Computational fluid dynamics and full elasticity model for sliding line thermal elastohydrodynamic contacts

Classically, the EHD problem is solved using the Reynolds assumptions to model the fluid behaviour, and the Boussinesq elastic deformation equation to model the solid response, both being coupled with the load balance equation. The development of an alternative approach is presented here in order to solve at once the Navier–Stokes equations (mass conservation and momentum equilibrium), the full elasticity and energy equations for the line EHD problem in a fluid–structure interaction approach.The Finite Element Method is used to solve the mathematical formulation in a fully coupled way, inspired from Habchi et al. (2008) [1]. After linearisation with the Newton procedure, all the physical quantities (pressure, velocity field, deformations and temperature) are solved together in a unique system. An important benefit of this approach is the possibility to implement in a simple manner the non-Newtonian and thermal effects; in fact all the quantities can vary through the film thickness. The extension to non-Newtonian rheology and the pressure and temperature dependencies for the viscosity and density are taken into account in a direct way to allow an acceptable prediction of the friction coefficient. Gradients across the film thickness and temperature fields in both the fluid and the two solids are naturally computed and analysed.
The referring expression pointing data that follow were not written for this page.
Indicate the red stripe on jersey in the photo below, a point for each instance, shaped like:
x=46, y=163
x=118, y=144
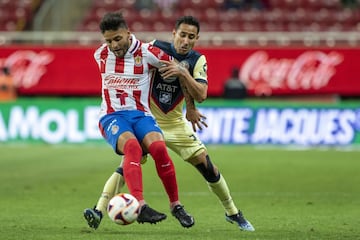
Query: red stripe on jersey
x=137, y=95
x=138, y=65
x=119, y=65
x=103, y=57
x=108, y=102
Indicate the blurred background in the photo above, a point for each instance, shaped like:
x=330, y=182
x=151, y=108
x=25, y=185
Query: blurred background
x=281, y=72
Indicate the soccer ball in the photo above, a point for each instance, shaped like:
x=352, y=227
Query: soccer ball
x=123, y=209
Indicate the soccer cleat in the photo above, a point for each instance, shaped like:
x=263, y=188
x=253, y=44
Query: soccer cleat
x=93, y=217
x=185, y=219
x=149, y=215
x=239, y=219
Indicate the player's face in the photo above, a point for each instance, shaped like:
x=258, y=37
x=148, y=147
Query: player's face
x=184, y=38
x=118, y=41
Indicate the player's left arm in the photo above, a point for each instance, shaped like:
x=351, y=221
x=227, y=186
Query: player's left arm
x=196, y=85
x=197, y=120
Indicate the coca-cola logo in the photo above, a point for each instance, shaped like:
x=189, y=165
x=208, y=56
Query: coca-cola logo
x=27, y=67
x=310, y=70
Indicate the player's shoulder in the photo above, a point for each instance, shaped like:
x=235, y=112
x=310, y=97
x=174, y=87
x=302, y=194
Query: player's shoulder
x=100, y=50
x=165, y=46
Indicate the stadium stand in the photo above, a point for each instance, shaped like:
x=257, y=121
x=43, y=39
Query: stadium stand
x=16, y=15
x=276, y=15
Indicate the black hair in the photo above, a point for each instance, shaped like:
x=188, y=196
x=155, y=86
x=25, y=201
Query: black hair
x=190, y=20
x=112, y=21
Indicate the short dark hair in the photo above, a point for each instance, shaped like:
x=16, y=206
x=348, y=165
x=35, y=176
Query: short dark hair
x=112, y=21
x=190, y=20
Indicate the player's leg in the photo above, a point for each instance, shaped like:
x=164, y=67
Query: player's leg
x=154, y=143
x=182, y=140
x=219, y=187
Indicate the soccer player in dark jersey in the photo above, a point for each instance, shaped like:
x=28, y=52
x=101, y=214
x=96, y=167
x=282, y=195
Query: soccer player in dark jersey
x=168, y=96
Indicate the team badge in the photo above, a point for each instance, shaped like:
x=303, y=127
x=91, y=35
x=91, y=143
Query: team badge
x=205, y=70
x=114, y=129
x=165, y=98
x=138, y=61
x=185, y=64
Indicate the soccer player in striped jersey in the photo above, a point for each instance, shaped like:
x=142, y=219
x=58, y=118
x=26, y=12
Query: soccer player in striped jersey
x=168, y=97
x=127, y=66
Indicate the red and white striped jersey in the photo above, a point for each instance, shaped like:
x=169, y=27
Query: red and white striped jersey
x=126, y=81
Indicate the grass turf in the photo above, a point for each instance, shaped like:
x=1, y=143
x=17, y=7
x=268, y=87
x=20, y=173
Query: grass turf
x=311, y=194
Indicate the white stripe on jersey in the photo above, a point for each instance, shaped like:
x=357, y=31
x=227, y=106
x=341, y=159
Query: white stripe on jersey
x=126, y=81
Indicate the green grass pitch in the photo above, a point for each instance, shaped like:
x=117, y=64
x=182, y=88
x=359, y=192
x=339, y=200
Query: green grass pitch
x=286, y=194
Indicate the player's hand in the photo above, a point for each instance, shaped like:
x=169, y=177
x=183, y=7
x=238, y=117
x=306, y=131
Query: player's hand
x=198, y=121
x=170, y=69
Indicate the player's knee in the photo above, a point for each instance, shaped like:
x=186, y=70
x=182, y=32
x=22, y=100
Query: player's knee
x=120, y=171
x=208, y=170
x=158, y=149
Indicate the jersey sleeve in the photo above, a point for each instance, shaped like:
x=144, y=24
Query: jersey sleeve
x=200, y=70
x=155, y=55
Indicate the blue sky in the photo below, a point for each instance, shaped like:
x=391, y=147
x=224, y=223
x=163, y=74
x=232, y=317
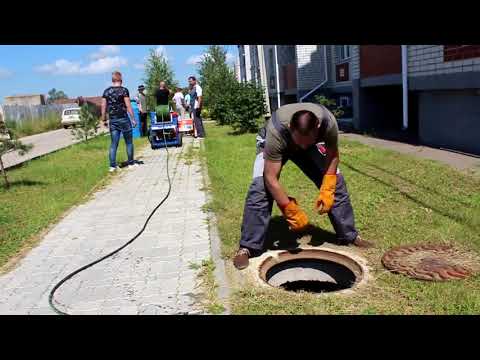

As a case study, we focus first on the pure sliding cylinder-on-plane contact. It is shown that thermal effects due to friction in the central zone of the contact play a role in heating the lubricant at the inlet zone, via heat conduction in the solids. By increasing the Slide-to-Roll Ratio (SRR), the occurrence of dimples and the subsequent effects in different parts of the contact under zero entrainment velocity conditions are then studied.

► Fluid thickness dimension is added to TEHD contacts using the Navier–Stokes equations. ► Highly sliding non-Newtonian and thermal cases are computed and studied. ► Local minimum in friction is explained by conduction effect in stationary solid. ► Viscosity wedge theory explains dimple formation and shape. ► This general approach can qualitatively explain intriguing experimental results.